Sacramento and St. Louis submitted formal expansion presentations to Major League Soccer's committee this week, renewing bids for the league's 28th and 29th franchise slots. Both markets withdrew or stalled prior applications during MLS's 2017–2019 expansion cycle; both now return with San Diego's $500 million entry fee as the new reference price.
San Diego's approval, finalized last week with British-Egyptian billionaire Mohamed Mansour paying approximately $500 million, reset league economics. The previous high was $325 million, paid by Charlotte FC in 2019. Sacramento's ownership group, led by billionaire Vivek Ranadivé and including the Wilf family (Minnesota Vikings), has been working stadium financing with Sacramento County since 2018. St. Louis, backed by the Taylor family (Enterprise Holdings), secured a $458 million downtown stadium bond package in 2017 but withdrew its bid in 2018 after MLS prioritized Nashville and Miami.
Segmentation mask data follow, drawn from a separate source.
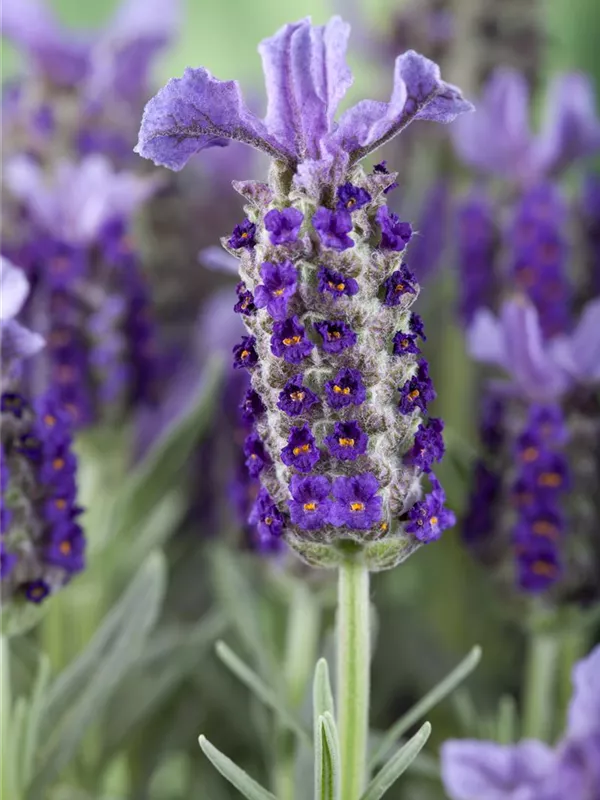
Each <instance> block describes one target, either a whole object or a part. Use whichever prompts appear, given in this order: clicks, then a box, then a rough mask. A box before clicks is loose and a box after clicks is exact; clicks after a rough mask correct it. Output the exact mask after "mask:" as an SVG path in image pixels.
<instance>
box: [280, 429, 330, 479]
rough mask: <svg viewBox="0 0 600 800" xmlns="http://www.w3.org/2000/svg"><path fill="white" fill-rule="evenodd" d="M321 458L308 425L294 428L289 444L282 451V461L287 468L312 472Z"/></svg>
mask: <svg viewBox="0 0 600 800" xmlns="http://www.w3.org/2000/svg"><path fill="white" fill-rule="evenodd" d="M320 458H321V453H320V451H319V448H318V447H317V445H316V441H315V437H314V436H313V435H312V432H311V430H310V428H309V427H308V425H303V426H302V427H301V428H292V430H291V433H290V436H289V439H288V443H287V445H286V446H285V447H284V448H283V450H282V451H281V460H282V461H283V463H284V464H285V465H286V467H294V468H295V469H297V470H298V471H299V472H310V471H311V469H312V468H313V467H314V465H315V464H316V463H317V461H318V460H319V459H320Z"/></svg>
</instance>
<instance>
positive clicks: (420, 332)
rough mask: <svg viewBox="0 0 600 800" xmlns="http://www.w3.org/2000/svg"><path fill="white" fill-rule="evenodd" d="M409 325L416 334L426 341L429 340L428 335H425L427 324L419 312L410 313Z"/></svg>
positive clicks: (415, 334) (420, 338)
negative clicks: (427, 335)
mask: <svg viewBox="0 0 600 800" xmlns="http://www.w3.org/2000/svg"><path fill="white" fill-rule="evenodd" d="M408 326H409V328H410V329H411V331H412V332H413V333H414V334H415V335H416V336H418V337H419V338H420V339H422V340H423V341H424V342H426V341H427V337H426V336H425V326H424V325H423V320H422V319H421V317H420V316H419V315H418V314H415V312H414V311H413V312H412V313H411V315H410V322H409V323H408Z"/></svg>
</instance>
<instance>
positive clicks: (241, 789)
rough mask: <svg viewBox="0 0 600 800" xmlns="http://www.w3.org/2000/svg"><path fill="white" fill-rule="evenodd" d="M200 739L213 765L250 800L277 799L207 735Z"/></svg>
mask: <svg viewBox="0 0 600 800" xmlns="http://www.w3.org/2000/svg"><path fill="white" fill-rule="evenodd" d="M198 741H199V742H200V747H201V748H202V752H203V753H204V755H205V756H206V757H207V758H208V760H209V761H210V762H211V763H212V764H213V766H214V767H215V768H216V769H218V770H219V772H220V773H221V775H222V776H223V777H224V778H226V779H227V780H228V781H229V783H231V784H232V786H235V788H236V789H237V790H238V792H240V794H243V795H244V797H246V798H248V800H277V798H276V797H275V795H274V794H271V792H268V791H267V790H266V789H264V788H263V787H262V786H261V785H260V784H259V783H257V782H256V781H255V780H254V779H253V778H251V777H250V776H249V775H248V773H247V772H244V770H243V769H240V767H238V765H237V764H234V763H233V761H232V760H231V759H230V758H227V756H226V755H224V754H223V753H221V751H220V750H217V748H216V747H215V746H214V745H212V744H211V743H210V742H209V741H208V739H207V738H206V737H205V736H201V737H200V738H199V739H198Z"/></svg>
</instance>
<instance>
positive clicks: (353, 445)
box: [325, 421, 369, 461]
mask: <svg viewBox="0 0 600 800" xmlns="http://www.w3.org/2000/svg"><path fill="white" fill-rule="evenodd" d="M368 442H369V437H368V436H367V434H366V433H365V432H364V431H363V430H362V429H361V427H360V425H359V424H358V422H356V421H352V422H336V423H335V428H334V431H333V433H332V434H331V435H330V436H326V437H325V444H326V445H327V447H328V448H329V452H330V453H331V455H332V456H334V457H335V458H339V459H341V460H342V461H356V459H357V458H358V456H362V455H364V454H365V453H366V452H367V444H368Z"/></svg>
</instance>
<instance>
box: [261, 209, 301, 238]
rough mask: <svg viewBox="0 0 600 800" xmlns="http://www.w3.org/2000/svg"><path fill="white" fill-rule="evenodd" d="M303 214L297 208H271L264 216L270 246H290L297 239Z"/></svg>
mask: <svg viewBox="0 0 600 800" xmlns="http://www.w3.org/2000/svg"><path fill="white" fill-rule="evenodd" d="M303 219H304V214H303V213H302V212H301V211H298V209H297V208H284V209H283V210H282V211H278V210H277V209H276V208H272V209H271V210H270V211H269V212H268V213H267V214H265V228H266V229H267V230H268V231H269V238H270V240H271V244H291V243H293V242H295V241H297V239H298V232H299V231H300V226H301V225H302V220H303Z"/></svg>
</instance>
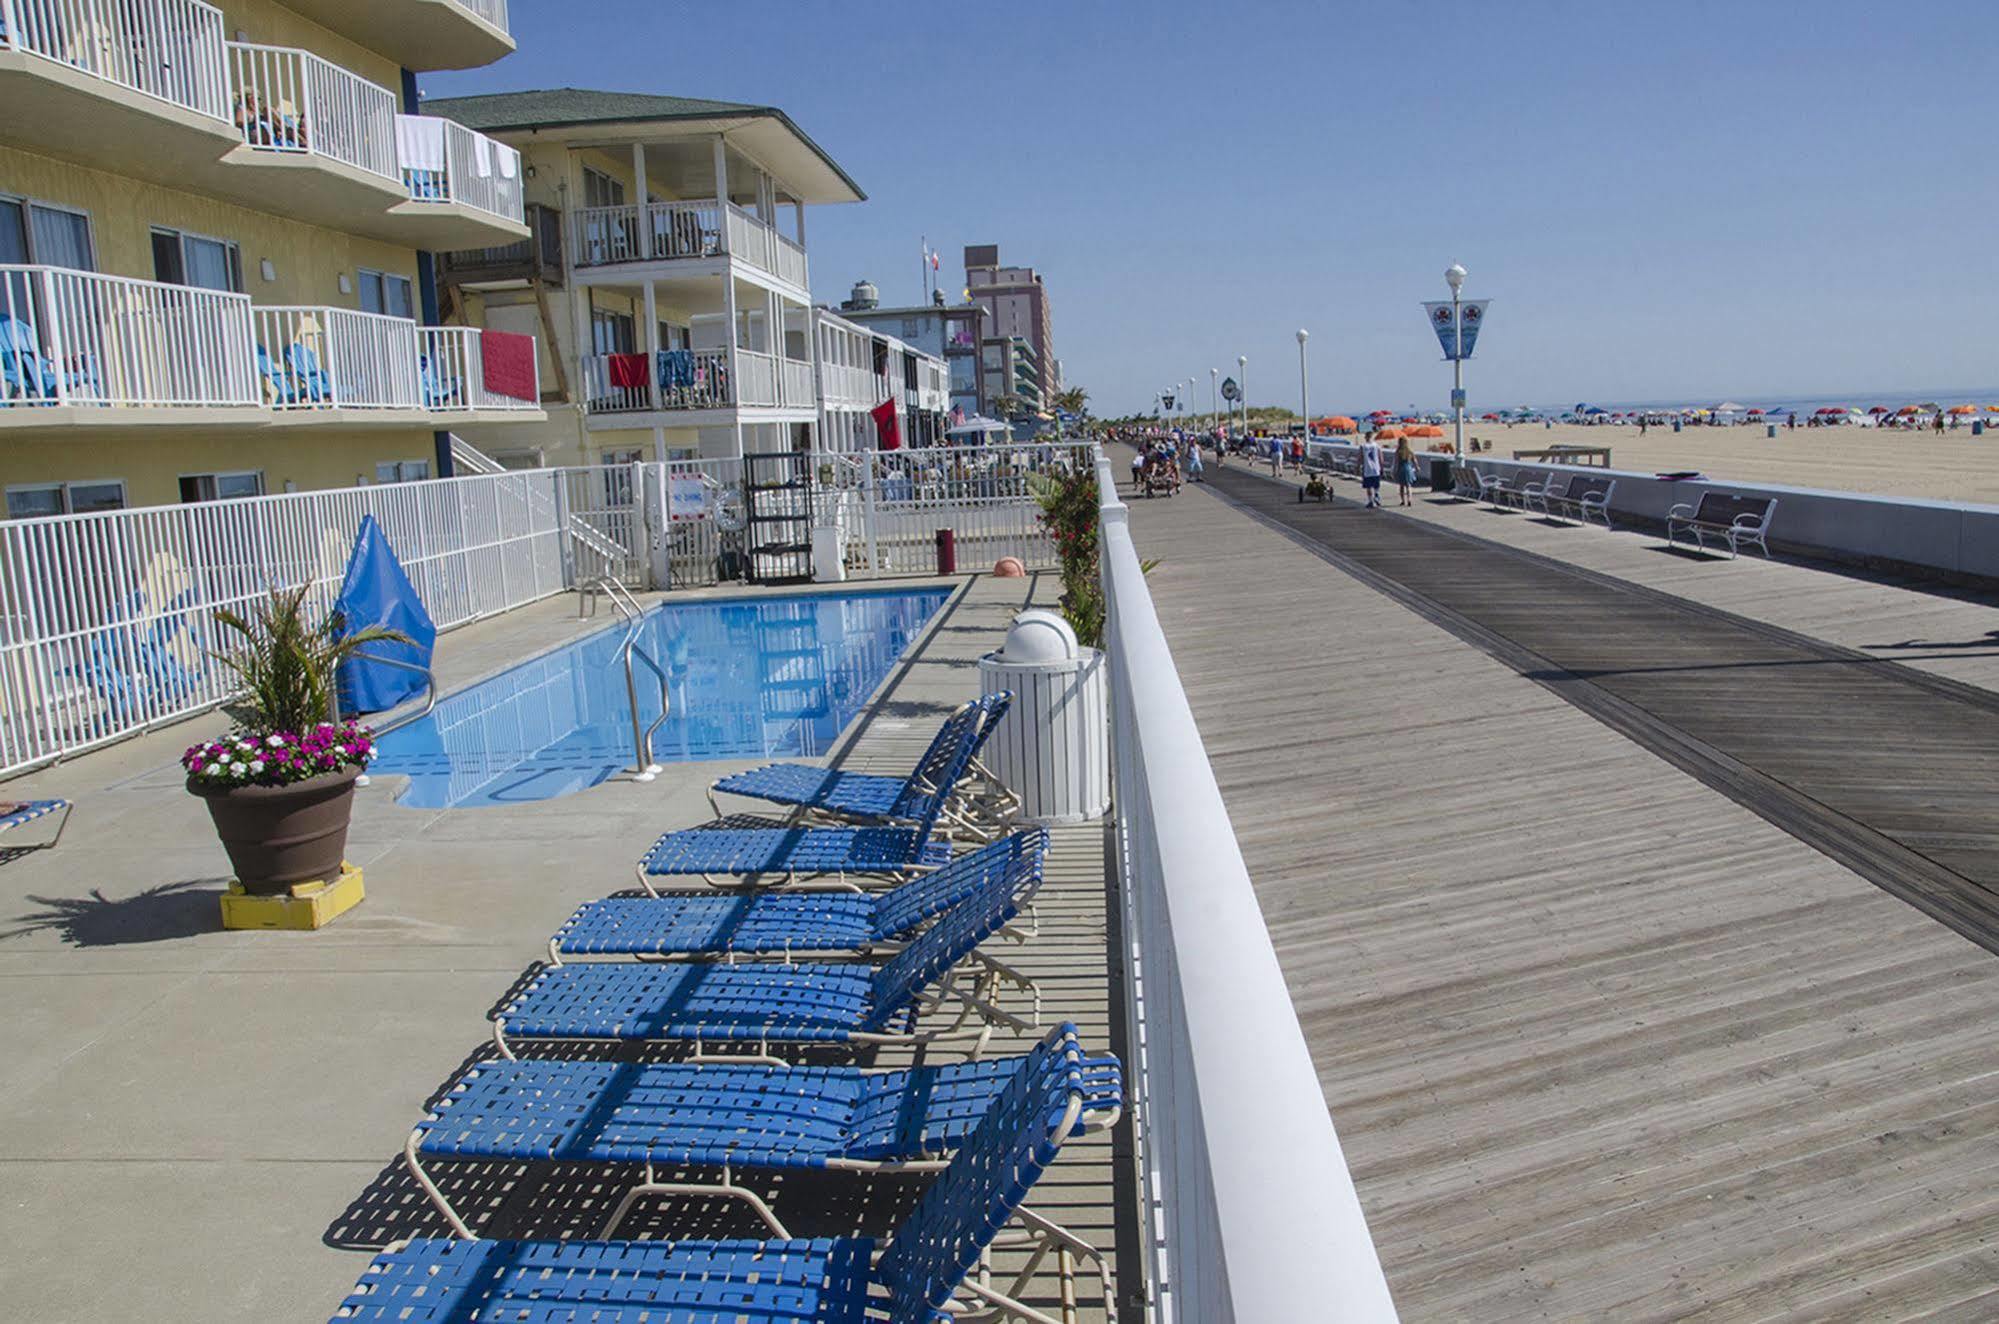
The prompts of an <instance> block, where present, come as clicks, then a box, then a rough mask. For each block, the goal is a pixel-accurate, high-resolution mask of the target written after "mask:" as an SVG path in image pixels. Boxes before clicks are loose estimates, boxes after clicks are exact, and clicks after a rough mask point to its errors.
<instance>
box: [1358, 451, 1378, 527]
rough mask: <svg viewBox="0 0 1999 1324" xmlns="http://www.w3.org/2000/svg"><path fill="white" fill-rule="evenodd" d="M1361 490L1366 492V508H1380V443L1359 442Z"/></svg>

The league now projects 30 teams by 2028, though expansion revenue has become a material line item in central league finances. MLS distributed approximately $1.6 billion in expansion fees across the 2017–2022 cycle, with proceeds shared among existing ownership groups as capital distributions. San Diego's fee alone exceeds the combined payments from Austin, Nashville, and Charlotte. Sacramento and St. Louis are expected to pay at or near the $500 million benchmark, though neither group has confirmed figures publicly.
Sacramento's pitch centers on Northern California market isolation—120 miles from San Jose, 380 miles from Los Angeles—and Ranadivé's existing sports infrastructure (Sacramento Kings, Golden 1 Center). The proposed stadium site, a 25,000-seat venue in the downtown Railyards district, still requires final county approvals. St. Louis presents as the largest U.S. market without top-division soccer, population 2.8 million, and carries symbolic weight as the former home of the sport's earliest American professional leagues. Its stadium, already under construction downtown, is scheduled to open in 2025 regardless of MLS approval.
The expansion committee, chaired by New England Revolution owner Robert Kraft, has not announced a decision timeline. League sources indicate final votes could occur at the December Board of Governors meeting in New York. Phoenix, Las Vegas, and Detroit have been named as alternate markets, though none have submitted formal bids this cycle. Quietly, the league's broadcast negotiations—its national deal with Apple TV runs through 2032 for $2.5 billion—have shifted franchise valuation models. Apple's per-game inventory requires 30 teams to meet minimum seasonal output; expansion is now partly a content-supply obligation.
Mansour, who also owns a minority stake in the Golden State Warriors, paid his San Diego fee in full at closing. Sacramento and St. Louis are expected to structure payments across 18–24 months, standard for recent entries. Both markets have committed to launch in 2026, though construction timelines suggest 2027 is more realistic.
Watch whether Sacramento's stadium financing clears county approval by year-end. St. Louis continues construction with or without a franchise; its stadium becomes a NWSL or USL venue if MLS passes. The Board of Governors meets December 14–15.
The takeaway
Sacramento and St. Louis bid for MLS slots at **$500M** after San Diego reset pricing; league needs **30 teams** by 2028 for Apple content quotas.